Carver, in her second year at KSS, echoed Holliday’s sentiment, saying Holliday brings experience few high school players possess.

“She knows a lot about the game, which helps me out,” Carver said. “She’s just an all-around great player.”

That leadership, Holliday said, has blossomed over the course of her career, which began in seventh grade when a friend who played fastpitch prodded her to try out for the team.
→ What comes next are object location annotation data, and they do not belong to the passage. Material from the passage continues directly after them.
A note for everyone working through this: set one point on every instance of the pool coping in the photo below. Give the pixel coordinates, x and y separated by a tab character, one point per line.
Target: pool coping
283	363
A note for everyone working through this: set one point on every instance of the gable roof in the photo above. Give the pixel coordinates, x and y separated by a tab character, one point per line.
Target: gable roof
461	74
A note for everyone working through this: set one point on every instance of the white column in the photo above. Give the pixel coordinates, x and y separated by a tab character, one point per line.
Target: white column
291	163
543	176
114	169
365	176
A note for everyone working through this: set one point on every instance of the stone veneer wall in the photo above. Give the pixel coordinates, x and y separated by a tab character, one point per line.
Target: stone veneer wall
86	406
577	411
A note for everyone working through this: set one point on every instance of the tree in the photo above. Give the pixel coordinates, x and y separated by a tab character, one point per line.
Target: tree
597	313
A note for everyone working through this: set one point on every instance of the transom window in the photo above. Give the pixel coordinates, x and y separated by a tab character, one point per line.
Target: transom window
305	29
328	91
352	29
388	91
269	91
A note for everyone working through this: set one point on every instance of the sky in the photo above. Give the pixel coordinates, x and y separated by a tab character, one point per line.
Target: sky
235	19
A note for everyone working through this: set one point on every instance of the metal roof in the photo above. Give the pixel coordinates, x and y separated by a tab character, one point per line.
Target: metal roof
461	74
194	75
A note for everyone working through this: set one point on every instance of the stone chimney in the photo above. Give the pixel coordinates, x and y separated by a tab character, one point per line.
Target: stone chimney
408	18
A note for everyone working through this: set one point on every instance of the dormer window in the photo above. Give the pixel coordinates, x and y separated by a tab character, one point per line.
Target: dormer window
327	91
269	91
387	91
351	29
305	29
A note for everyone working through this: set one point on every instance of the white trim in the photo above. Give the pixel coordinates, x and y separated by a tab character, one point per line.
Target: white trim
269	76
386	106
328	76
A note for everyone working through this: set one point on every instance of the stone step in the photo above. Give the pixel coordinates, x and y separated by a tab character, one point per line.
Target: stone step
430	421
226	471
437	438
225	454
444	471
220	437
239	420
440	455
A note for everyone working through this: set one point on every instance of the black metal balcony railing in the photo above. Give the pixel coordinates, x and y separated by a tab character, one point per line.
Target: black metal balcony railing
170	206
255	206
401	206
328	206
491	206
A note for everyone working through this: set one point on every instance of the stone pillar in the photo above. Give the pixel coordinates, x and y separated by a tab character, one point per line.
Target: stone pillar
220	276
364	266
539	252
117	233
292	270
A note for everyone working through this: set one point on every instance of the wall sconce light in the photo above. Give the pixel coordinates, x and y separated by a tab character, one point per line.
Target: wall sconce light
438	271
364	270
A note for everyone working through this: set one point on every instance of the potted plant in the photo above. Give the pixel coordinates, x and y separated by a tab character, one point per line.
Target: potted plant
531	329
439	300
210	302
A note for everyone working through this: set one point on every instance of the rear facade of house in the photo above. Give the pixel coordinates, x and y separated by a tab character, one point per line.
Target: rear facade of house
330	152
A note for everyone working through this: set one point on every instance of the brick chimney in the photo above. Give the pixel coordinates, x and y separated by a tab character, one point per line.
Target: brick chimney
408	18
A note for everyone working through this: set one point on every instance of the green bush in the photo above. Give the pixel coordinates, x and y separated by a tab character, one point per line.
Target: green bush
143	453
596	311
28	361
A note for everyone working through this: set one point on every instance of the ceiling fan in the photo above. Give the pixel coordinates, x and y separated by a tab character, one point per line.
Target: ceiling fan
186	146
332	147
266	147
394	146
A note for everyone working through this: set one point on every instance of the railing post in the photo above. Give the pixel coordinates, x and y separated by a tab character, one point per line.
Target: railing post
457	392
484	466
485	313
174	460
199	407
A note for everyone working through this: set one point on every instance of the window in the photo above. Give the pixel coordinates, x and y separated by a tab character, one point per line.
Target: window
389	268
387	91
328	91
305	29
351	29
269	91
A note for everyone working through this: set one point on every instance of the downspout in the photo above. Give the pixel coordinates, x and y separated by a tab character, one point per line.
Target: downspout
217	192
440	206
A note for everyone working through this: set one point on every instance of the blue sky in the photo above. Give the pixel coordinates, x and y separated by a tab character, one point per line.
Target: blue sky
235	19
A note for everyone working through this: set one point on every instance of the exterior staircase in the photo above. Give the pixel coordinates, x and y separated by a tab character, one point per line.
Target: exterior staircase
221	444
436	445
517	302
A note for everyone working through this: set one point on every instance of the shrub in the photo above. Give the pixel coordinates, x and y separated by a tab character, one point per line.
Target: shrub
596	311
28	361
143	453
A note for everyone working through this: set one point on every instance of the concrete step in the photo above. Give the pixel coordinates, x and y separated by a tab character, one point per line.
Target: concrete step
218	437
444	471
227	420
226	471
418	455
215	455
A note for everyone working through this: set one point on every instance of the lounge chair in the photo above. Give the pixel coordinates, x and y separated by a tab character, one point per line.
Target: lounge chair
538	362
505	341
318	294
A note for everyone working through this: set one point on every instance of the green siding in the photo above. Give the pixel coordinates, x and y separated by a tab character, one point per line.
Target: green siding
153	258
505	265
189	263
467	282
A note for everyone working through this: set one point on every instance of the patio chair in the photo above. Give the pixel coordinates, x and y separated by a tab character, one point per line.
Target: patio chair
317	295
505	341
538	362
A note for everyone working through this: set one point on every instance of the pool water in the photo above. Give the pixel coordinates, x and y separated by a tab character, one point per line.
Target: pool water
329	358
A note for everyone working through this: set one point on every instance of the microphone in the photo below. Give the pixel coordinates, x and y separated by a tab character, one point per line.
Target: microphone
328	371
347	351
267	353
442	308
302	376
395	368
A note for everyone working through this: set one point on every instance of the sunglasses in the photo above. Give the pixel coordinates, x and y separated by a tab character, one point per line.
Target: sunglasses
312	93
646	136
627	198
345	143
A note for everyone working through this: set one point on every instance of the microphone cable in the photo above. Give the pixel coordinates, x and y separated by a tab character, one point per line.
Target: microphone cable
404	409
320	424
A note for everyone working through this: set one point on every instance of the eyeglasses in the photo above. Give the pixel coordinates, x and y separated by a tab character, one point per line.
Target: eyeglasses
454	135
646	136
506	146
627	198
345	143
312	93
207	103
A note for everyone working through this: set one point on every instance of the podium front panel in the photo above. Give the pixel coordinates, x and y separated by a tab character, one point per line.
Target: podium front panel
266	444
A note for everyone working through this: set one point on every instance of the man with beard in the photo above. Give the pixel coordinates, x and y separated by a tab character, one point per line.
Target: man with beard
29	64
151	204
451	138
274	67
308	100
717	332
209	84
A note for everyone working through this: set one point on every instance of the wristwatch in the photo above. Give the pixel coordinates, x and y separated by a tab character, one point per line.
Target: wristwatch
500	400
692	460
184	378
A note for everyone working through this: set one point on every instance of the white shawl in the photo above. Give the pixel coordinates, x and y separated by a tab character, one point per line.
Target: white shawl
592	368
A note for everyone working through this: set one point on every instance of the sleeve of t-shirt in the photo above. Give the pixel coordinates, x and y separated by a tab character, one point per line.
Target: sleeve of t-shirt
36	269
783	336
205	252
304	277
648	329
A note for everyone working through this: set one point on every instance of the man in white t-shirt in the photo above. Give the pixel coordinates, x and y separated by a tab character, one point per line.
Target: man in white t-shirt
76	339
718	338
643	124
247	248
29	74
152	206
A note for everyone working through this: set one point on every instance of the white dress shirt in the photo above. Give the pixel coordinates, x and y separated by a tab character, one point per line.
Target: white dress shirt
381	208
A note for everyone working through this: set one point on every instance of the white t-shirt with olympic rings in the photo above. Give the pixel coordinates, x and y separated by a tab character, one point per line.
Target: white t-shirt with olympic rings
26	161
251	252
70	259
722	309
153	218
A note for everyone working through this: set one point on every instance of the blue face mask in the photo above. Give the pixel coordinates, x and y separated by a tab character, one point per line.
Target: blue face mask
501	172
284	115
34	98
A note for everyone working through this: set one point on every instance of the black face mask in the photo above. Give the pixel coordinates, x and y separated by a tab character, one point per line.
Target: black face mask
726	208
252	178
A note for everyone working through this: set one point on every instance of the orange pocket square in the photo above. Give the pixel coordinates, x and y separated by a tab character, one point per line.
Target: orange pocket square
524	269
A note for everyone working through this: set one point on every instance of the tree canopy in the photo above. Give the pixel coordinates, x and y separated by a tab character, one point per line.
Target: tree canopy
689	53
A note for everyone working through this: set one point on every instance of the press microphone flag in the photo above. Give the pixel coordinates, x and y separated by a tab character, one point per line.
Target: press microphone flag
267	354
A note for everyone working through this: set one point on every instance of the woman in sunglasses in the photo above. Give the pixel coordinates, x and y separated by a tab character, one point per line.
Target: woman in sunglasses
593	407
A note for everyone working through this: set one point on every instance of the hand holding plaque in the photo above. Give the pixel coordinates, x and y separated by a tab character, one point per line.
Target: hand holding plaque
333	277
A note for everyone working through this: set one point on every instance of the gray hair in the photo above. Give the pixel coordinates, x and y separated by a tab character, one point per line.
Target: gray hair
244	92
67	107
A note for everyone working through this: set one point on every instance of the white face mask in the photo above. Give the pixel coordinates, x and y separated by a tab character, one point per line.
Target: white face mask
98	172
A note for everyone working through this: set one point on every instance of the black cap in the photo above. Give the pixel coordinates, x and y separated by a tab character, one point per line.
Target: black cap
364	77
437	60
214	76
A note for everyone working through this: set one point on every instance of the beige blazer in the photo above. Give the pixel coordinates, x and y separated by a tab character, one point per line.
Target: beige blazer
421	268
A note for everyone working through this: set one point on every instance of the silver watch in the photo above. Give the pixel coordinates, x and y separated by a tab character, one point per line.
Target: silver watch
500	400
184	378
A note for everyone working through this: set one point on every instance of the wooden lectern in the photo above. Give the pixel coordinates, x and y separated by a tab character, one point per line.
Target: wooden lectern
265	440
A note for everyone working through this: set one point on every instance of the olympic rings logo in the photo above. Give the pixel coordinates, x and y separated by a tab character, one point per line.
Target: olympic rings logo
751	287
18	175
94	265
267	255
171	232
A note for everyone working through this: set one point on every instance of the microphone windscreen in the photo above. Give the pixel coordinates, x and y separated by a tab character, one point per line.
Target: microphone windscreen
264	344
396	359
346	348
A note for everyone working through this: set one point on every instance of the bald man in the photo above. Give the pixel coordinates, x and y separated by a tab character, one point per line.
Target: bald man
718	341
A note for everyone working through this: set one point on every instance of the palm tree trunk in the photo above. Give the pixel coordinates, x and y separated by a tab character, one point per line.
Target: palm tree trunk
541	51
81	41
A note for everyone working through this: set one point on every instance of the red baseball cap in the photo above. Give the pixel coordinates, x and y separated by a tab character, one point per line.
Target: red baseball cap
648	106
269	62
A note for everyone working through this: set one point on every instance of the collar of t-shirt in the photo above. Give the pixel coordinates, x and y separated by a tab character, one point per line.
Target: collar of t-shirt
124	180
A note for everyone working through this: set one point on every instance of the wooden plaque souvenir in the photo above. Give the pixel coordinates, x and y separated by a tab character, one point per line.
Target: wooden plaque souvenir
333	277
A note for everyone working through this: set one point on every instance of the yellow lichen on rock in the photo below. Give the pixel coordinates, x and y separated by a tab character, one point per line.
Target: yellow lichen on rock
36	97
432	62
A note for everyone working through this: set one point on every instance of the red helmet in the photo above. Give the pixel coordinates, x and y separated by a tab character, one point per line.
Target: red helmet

Five years later, Holliday is arguably the best pitcher the school has ever produced. In 96 innings this season, she has 161 strikeouts, 30 walks (12 hitter batters) and a 1.34 ERA. She also is hitting .339 with 11 RBI, two home runs and 14 runs.

“It’s been there for me my whole career, but it’s really come out this year,” Holliday said of being a leader. “I brought what I did on my select team to school ball.”

That select team is the Tacoma-based Washington Phoenix, a traveling team that competes annually in tournaments in California, Oregon, Nevada and Colorado, among others. Holliday is a member of the Phoenix’s 18A Gold team.

In fact, it was through select ball Holliday came into contact with UCF. She had strained her rhomboid muscles (back muscles) during the last inning of a tournament game in July and was forced to the sideline for about four months.

“The doctor told me to stay off of it, not to do anything,” Holliday said. “All I could do was physical therapy. They almost told me that was the end of my season.”

But in her first tournament back, somewhat uncertain of her post-injury capabilities, Holliday ended up pitching five of the seven games in which her team played, despite her coach having said she wouldn’t see much action. UCF saw her pitch and was sold.

“It could have been really scary,” Holliday said of the injury.

She has since developed a repertoire of six pitches — most high school pitchers have three or four — including a fastball, changeup, riseball and screw-riseball.

She admits her weakest pitch is the changeup, but she said she’s worked “really hard on it.” Her self-proclaimed best pitches are the rise and screw-rise.

Holliday also has reworked her mechanics, switching from a “pistol” windup, which relies heavily on upper-body strength, to a windup in which she uses her legs for power.

“I changed it because I didn’t like the feel of it,” she said. “Instead of using more upper body, I use more lower body.”

Both the Bremerton and North Kitsap games begin at 4 p.m.